Home to world-class wild quail populations, the Greater Red Hills region contains the largest concentration of gamebird preserves in the United States. These preserves also support the largest community of Red-cockaded woodpeckers on private lands. Indicators of high quality habitat found here include the gopher tortoise, Bachman’s sparrow, fox squirrel, and many amphibians. Tall Timbers’ conservation easements identify and protect the critical habitats of these species.
The region also boasts outstanding aquatic resources. Large river systems, like the Flint/Apalachicola, Ochlockonee, and Aucilla, flow from Georgia and feed into the Gulf of Mexico to support some of the world’s most productive estuaries. Large disappearing sinkhole lakes, like Iamonia, Miccosukee, and Jackson, provide habitat for an array of aquatic species and migratory birds. Tall Timbers’ conservation easements protect these vital watersheds and wetlands that are the lifeblood for the ecological health of the region.

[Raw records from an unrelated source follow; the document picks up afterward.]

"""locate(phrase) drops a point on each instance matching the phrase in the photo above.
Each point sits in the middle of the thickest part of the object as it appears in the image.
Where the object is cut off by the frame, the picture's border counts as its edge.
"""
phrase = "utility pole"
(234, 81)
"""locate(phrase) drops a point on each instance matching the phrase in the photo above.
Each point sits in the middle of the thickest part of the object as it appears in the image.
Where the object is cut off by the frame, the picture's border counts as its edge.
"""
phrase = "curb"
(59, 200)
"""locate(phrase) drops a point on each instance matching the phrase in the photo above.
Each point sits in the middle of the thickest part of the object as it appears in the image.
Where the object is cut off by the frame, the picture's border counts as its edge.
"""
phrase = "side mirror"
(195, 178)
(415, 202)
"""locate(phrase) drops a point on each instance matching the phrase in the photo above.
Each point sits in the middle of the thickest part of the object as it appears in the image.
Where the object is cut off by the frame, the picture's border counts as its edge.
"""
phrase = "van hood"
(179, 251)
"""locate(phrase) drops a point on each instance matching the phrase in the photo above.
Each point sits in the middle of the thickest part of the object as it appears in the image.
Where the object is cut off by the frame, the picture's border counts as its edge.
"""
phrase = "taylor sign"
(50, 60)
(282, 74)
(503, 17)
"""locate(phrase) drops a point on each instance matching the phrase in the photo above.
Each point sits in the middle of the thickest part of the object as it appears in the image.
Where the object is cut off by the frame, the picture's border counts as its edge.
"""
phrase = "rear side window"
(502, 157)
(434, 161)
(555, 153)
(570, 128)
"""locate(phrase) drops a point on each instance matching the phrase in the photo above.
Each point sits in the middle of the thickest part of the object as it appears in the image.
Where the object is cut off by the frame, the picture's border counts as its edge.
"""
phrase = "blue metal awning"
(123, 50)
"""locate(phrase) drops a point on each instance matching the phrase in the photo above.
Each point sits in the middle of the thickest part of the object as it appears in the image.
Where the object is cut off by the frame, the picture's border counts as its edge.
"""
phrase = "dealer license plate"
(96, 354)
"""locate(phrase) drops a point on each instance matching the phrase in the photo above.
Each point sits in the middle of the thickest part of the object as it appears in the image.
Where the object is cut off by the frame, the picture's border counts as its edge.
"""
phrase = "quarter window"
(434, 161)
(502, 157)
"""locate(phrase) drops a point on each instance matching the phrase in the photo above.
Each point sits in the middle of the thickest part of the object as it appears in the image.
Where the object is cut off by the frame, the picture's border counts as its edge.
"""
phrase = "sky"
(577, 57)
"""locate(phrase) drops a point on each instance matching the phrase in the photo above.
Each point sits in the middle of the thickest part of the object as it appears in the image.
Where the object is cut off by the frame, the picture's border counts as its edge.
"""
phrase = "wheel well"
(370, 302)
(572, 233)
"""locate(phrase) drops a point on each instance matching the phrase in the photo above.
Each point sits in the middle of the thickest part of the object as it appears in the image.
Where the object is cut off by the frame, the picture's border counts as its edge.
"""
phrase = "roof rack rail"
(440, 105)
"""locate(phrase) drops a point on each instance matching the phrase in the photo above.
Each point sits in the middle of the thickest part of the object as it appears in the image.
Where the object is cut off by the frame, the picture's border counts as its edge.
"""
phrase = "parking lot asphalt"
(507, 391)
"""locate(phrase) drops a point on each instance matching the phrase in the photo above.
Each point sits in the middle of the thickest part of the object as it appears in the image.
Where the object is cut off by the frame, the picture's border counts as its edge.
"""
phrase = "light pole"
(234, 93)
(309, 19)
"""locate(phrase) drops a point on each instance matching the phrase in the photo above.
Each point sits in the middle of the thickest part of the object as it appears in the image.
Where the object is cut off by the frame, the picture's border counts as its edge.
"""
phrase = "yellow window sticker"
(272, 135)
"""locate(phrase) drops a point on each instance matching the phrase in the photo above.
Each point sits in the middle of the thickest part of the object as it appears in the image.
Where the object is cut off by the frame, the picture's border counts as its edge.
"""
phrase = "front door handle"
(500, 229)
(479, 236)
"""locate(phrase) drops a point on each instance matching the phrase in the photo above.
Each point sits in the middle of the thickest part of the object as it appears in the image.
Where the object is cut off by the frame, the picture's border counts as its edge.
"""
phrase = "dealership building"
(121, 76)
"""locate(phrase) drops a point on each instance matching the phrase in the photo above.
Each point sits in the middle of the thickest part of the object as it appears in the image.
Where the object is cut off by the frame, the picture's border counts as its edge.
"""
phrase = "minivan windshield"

Once dominated by longleaf pine, our pine woodlands support abundant wildlife and local economies. These forests need prescribed fire to stay healthy. Herbert L. Stoddard and his associates Ed and Roy Komarek were pioneers in this emerging scientific field during the mid-20th century. Tall Timbers continues that legacy with applied research on prescribed fire and land management. Today, there is a tremendous need to expand prescribed fire use beyond the Red Hills to ensure ecosystem health and reduce wildfire risk. Additionally, Tall Timbers uses conservation easements to permanently protect private woodlands while balancing the need for economic return from selective timbering.
Tall Timbers hosts the premier fire technology transfer organization—the Southern Fire Exchange. This JFSP funded effort helps connect research to management through webinars, workshops, and support of the Prescribed Fire Science Consortium.
The Longleaf Legacy landscape prescribed fire burn team arm of Wildland Fire Science works directly with landowners and partners to effectively put fire on the ground and promote prescribed fire throughout the region.
Staff and researchers support Federal fire training by serving as a cadre for NWCG training courses, ranging from basic wildland fire to advanced fire effects.
(PFTC) specializes in training fire fighters the principles and techniques of prescribed fire through practical hands-on experience. https://www.fws.gov/fire/pftc/
Private land owners are the largest source of prescribed fire in the country. These land owners and the culture of fire that was maintained by them during decades of suppression are a part of why Tall Timbers is a world-wide center for prescribed fire science. Workshops and fire training are a critical focus of the Longleaf Legacy Landscape Burn Team and our support of the Georgia Forestry Commission Prescribed Fire Center in Marion County.